DE LA SYRIE AU CAUCASE RUSSE: LE TERRORISME ISLAMISTE CIBLE LES JEUX DE SOTCHI
décembre 30, 2013
Luc MICHEL & Karel HUYBRECHTS pour EODE Think Tank /
avec RT – AFP – Le Monde des Religions – EODE Press Office / 2013 12 29 /
Au moins treize personnes ont perdu la vie à Volgograd – l’ex Stalingrad -, à proximité de l’instable Caucase russe. Une kamikaze islamiste Oksana Aslanova serait à l’origine de l’attentat. A peine deux jours après l’explosion d’une voiture piégée près du département de la police routière à Piatigorsk au Sud de la Russie qui a fait trois morts , les terroristes djihadistes frappent ont encore frappé …
I : QUE SAIT-ON DU NOUVEL ATTENTAT DE VOLGOGRAD ?

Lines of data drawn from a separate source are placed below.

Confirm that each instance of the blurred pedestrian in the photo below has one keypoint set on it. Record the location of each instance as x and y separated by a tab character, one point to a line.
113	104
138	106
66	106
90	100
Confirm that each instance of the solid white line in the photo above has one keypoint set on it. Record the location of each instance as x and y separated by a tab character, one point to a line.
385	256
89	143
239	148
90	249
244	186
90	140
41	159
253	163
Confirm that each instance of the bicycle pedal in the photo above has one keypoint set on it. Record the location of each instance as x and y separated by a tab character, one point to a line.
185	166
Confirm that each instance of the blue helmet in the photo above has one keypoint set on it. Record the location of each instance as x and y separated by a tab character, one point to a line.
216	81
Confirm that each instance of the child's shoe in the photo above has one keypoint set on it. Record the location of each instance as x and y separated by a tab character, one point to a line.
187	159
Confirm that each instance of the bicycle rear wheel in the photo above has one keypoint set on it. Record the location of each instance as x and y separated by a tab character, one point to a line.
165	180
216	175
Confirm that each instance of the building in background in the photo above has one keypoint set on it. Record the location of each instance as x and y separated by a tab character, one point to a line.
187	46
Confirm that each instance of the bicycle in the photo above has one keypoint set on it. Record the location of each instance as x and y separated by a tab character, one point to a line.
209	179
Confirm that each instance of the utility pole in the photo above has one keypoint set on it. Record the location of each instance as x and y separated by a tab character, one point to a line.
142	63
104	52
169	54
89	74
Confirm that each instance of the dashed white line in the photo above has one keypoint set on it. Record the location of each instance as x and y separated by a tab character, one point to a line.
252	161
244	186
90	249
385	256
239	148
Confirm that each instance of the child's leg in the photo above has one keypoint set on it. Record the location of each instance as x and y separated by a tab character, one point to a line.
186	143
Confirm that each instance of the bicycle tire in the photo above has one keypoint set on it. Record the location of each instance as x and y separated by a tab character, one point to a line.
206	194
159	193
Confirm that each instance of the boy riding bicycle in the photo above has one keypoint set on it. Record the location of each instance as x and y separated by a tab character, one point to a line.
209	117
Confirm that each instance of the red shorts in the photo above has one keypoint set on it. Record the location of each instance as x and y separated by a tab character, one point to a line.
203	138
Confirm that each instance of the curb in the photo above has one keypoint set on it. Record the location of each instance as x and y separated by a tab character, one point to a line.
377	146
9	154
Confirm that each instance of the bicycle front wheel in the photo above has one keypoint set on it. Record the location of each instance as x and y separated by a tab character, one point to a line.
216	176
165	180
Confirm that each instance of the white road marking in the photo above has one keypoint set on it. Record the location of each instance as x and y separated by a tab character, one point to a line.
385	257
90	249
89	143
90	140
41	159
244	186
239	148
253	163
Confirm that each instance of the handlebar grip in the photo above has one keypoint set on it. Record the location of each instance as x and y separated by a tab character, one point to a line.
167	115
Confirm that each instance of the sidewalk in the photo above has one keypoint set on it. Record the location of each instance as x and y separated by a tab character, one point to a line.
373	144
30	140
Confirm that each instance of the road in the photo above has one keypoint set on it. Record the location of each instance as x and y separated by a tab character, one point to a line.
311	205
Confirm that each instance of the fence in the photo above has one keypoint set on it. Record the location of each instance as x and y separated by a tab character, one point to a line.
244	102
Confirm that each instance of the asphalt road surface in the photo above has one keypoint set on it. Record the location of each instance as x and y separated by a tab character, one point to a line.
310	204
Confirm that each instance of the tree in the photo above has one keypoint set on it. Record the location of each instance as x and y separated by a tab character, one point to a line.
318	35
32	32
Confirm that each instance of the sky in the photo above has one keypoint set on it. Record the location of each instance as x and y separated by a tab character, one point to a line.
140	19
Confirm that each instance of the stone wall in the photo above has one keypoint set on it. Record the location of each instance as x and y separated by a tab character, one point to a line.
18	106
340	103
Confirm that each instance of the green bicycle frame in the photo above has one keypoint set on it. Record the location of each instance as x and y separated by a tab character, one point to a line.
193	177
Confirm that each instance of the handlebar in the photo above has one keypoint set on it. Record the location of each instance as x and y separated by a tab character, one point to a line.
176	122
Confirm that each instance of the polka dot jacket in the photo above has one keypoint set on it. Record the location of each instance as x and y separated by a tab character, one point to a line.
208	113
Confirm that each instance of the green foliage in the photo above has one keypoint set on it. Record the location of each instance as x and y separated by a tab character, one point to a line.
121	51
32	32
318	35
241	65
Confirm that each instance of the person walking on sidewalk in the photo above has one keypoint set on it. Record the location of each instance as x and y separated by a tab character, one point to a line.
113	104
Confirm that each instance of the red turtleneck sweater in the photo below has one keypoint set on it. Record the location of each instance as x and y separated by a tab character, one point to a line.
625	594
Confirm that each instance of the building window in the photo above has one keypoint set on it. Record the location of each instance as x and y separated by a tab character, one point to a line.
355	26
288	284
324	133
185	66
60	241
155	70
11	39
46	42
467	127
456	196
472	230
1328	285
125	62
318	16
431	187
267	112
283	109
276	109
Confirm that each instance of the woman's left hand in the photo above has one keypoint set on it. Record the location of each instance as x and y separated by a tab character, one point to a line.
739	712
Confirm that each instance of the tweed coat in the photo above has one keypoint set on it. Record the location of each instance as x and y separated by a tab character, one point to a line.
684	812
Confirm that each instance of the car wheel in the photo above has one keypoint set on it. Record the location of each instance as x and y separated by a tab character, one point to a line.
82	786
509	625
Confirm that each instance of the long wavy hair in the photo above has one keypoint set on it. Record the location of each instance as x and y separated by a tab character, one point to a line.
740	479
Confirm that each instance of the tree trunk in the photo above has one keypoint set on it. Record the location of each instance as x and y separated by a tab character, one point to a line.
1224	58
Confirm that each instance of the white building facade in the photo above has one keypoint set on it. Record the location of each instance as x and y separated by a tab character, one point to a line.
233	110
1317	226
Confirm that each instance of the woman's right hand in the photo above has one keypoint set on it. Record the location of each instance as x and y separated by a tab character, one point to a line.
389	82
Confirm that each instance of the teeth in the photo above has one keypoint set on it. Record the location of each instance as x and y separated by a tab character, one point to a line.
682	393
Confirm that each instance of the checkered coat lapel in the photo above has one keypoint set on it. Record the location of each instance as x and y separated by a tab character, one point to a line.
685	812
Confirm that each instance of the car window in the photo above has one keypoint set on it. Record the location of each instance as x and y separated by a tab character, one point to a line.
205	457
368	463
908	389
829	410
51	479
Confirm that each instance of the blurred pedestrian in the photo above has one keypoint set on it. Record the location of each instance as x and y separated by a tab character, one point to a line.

Au moins 14 personnes ont été tuées et des dizaines d’autres ont été blessées ce dimanche lorsqu’une femme s’est fait exploser dans une gare de Volgograd (sud de la Russie, près de la Caspienne), proche du Caucase russe, ravivant les craintes pour la sécurité des JO-2014 à Sotchi.
L’EVENEMENT : CARNAGE ISLAMISTE SUR LA VOLGA
« Un engin explosif a sauté près de l’entrée de la gare ferroviaire à Volgograd. Selon de premières évaluations, il a été déclenché par une femme kamikaze », a indiqué le Comité d’enquête russe dans un communiqué, en annonçant l’ouverture d’une enquête pour « attentat terroriste ». L’explosion, survenue à six semaines des Jeux olympiques d’hiver à Sotchi, s’est produite devant les détecteurs de métaux placés à l’entrée de la gare, remplie de voyageurs, précise le communiqué.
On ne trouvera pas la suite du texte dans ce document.